Diabetes and feet

Many people with diabetes have no problems with their feet. However, diabetes may affect your feet in a number of ways and in some cases can lead to serious complications so an annual check up with a chiropodist / podiatrist is good practice to ensure that all remains well.

How does diabetes affect the feet?

One of the early changes can be loss of sensation in your feet, often starting at the toes. This is known as ‘peripheral neuropathy’.

Another change that can occur is reduced blood flow to your feet.

Diabetes may also affect your ability to heal and reduce your natural ability to fight bacteria. Consequently, you should take particular care of any scratches, cuts or blisters on your feet.

What can I do to avoid these problems?

It is possible to prevent or delay changes affecting your feet if you follow medical advice and keep blood sugar, cholesterol and blood pressure levels within the target range set by your doctor. Your chances of doing this will be greatly increased if you do not smoke.

Consult your podiatrist immediately if you see any of the following in your feet:

  • A break in the skin or discharge
  • Any changes in the colour of the skin on the foot ( e.g. becoming paler, redder, more blue or black)
  • New swelling in your foot
  • If you usually have some loss of feeling in your feet and suddenly experience unexplained pain or discomfort, especially if the surrounding skin is warmer to the touch when compared with the same part of the other foot.

Simple steps for taking care of your feet

1. Always check your feet every day. It’s a good habit to get into and extremely important if you have lost sensation in your feet. Look for any colour changes or damage to the skin. If you see anything unusual or have a cut, scratch or blister, contact your podiatrist especially if it is not healing. The podiatrist would rather be consulted for a relatively trivial complaint early than for a more serious problem later.

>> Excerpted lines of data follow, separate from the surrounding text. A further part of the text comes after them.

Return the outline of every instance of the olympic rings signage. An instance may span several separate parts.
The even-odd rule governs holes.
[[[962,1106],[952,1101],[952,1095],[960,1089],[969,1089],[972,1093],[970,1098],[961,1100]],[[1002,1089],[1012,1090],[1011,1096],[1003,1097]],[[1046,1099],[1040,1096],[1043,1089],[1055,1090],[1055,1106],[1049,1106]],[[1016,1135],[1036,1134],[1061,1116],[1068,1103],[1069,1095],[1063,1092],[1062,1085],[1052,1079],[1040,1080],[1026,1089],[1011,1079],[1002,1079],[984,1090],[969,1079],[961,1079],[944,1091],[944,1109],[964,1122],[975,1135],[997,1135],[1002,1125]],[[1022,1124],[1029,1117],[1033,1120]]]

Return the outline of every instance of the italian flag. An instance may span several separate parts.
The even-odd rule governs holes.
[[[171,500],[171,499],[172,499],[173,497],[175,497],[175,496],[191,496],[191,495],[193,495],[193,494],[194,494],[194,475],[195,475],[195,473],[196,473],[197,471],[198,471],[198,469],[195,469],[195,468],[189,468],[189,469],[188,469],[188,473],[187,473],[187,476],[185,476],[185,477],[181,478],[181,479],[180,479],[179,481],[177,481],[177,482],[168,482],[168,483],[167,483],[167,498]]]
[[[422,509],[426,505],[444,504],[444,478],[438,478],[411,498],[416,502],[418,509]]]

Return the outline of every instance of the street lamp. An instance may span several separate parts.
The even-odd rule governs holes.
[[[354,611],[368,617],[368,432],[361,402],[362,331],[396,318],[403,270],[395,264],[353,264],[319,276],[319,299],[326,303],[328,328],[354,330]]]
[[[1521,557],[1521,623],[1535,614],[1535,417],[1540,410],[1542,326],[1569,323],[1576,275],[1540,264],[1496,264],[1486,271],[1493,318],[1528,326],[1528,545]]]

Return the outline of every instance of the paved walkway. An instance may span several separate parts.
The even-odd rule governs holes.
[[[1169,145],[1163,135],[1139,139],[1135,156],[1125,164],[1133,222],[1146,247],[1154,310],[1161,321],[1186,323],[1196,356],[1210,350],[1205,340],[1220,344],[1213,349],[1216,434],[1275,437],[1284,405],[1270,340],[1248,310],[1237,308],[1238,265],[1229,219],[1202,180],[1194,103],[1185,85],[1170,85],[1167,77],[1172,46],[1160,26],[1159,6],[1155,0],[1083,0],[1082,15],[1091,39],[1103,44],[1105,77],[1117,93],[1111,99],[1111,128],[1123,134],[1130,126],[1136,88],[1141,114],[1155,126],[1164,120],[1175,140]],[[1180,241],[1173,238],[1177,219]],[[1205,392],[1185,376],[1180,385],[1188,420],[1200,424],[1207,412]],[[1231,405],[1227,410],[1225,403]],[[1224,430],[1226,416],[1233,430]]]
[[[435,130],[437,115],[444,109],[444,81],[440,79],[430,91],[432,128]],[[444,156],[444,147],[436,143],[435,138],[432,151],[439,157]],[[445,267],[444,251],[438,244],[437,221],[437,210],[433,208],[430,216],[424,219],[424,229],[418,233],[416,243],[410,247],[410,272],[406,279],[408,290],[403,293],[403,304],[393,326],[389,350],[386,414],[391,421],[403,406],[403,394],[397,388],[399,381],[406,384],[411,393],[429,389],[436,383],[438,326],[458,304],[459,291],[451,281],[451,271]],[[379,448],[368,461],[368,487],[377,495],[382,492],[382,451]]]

2. Clean and dress any cuts, scratches or wounds. Remember diabetes may affect your ability to heal and reduce your natural ability to fight bacteria. Consequently, you should run water over the wound, dry the skin around the wound (but not the wound itself) and apply a sterile dressing before consulting your podiatrist or GP’s surgery.

3. Never go barefoot as you may step on a sharp object and cause damage. Each day get into the habit of checking and examining your shoes inside. Check your socks to avoid rough seams or mended areas; everything should fit smoothly and comfortably.

4. Ensure your shoes are a good fit. You should always wear shoes that do not mark the skin or cause you calluses, for example on the tops or side of the toes. When buying new shoes, get your feet measured. If suddenly you feel you need a smaller size shoe because your old size starts to feel loose, see your podiatrist as this may be an early sign of loss of feeling in your feet.

5. If you have corns and calluses visit a chiropodist / podiatrist regularly. Your podiatrist will remove any corns and calluses. Corns and calluses are signs of pressure on the skin and can lead to ulceration if untreated. Often, but not always, this will become evident by bruising underneath the skin. If you see such bruising make an urgent
appointment to see your podiatrist. Do not cut corns or calluses off your feet or use corn plasters that contain caustic agents. These increase substantially the risk of infection. See your podiatrist for help and advice.

6. If you are able to, cut your nails straight across and use an emery board. If you have difficulties or are troubled with an in-growing toenail consult a podiatrist.

Why have regular check ups on my feet?

If you have diabetes it is important that you have your feet checked at least once a year, so that you receive the appropriate level of care.

The chiropodist / podiatrist is in a position to give you appropriate advice and treatment; they can treat any corns, callous, ulcers or pressure sores which you may have developed.

Remember – your foot is checked to assess the risk of developing complications, and this is important.